Malena habla prefigurando lo que va a decir. Pre explica, para que nada pueda ser mal entendido, y aclara que “vivimos tiempos horribles, desde lo social, desde lo humano, desde lo político ni que se diga. Tiempos donde todo se mezcla de manera tan brutal como incomprensible”. Y ahí anida Zoom, la obra de teatro a la que “todavía le falta un hervor” porque en sus cuatro escenas (Campo. Ruta. Ciudad. Cuerpo.) entra todo, desde su infancia en el campo con abuelo gaucho de facón a la cintura hasta la cuestión social, con este nuevo mundo extremadamente tecnológico, donde las relaciones se vuelven incompresibles y sólo podrían encontrar descanso en el “espacio publicitario” si no fuera porque eso está atravesado -en la obra y en la vida- de manera tan permanente como perturbadora. Para muestra, tres líneas: ”Llegaste al espacio publicitario. Si no querés que tu obra tenga un espacio publicitario tendrías que pagar una actualización. El teatro no subsiste hoy sin espacios publicitarios. Son necesarios para que la gente se distienda de la ficción. Ya no toleramos tanta ficción. Tenemos realidad de sobra ¿no?”

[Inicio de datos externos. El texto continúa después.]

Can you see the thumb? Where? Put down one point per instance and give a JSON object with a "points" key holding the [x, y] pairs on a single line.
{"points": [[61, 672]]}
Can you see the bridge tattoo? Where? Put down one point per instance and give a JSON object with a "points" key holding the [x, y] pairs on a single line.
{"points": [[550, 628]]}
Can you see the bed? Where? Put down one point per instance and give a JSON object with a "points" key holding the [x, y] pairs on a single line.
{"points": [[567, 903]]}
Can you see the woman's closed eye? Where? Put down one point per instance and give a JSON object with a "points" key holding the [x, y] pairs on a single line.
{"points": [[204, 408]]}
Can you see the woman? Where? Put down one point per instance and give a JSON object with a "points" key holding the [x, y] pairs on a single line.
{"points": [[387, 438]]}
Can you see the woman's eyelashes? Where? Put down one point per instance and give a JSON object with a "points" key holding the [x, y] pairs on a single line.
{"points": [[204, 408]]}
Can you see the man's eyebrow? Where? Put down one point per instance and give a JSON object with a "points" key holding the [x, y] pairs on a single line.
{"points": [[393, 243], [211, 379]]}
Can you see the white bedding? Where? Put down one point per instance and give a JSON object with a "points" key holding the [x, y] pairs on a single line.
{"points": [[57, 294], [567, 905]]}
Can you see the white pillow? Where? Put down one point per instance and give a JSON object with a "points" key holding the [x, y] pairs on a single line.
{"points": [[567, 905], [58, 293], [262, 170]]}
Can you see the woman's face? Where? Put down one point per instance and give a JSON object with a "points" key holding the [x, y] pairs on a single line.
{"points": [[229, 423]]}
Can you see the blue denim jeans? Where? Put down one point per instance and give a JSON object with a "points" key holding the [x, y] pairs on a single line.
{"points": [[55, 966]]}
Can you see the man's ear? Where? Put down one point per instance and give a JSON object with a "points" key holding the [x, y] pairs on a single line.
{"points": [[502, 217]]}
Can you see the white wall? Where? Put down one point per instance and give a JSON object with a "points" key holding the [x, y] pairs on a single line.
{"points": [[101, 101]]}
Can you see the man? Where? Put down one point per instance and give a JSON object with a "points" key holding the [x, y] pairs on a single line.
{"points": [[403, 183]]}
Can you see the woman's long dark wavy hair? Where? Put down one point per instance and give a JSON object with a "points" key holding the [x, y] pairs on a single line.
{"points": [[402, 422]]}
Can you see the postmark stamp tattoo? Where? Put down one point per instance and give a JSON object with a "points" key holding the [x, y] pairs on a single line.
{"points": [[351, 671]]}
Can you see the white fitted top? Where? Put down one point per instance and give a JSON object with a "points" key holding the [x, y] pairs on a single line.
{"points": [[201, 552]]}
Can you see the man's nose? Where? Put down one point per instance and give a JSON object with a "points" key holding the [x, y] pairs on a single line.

Y es una pena que a estas alturas sea un lugar común decir que la realidad es un espejo del arte, cuando efectivamente lo es.
Así, mientras sueña con tsunamis que cambian todo de color y la vida parece complicarse hasta la histeria, Malena seguirá rayando hojas a mano para dejar testimonio de la época que nos toca transitar, porque “mirá, yo creo que la escritura, además de permitirme contar lo que pasa en distintos lenguajes, son cosas proyectadas cómo esos discos que alguna vez se lanzaron al espacio, pero que quedan aquí. No van al infinito. Son capsulas lanzadas al futuro”.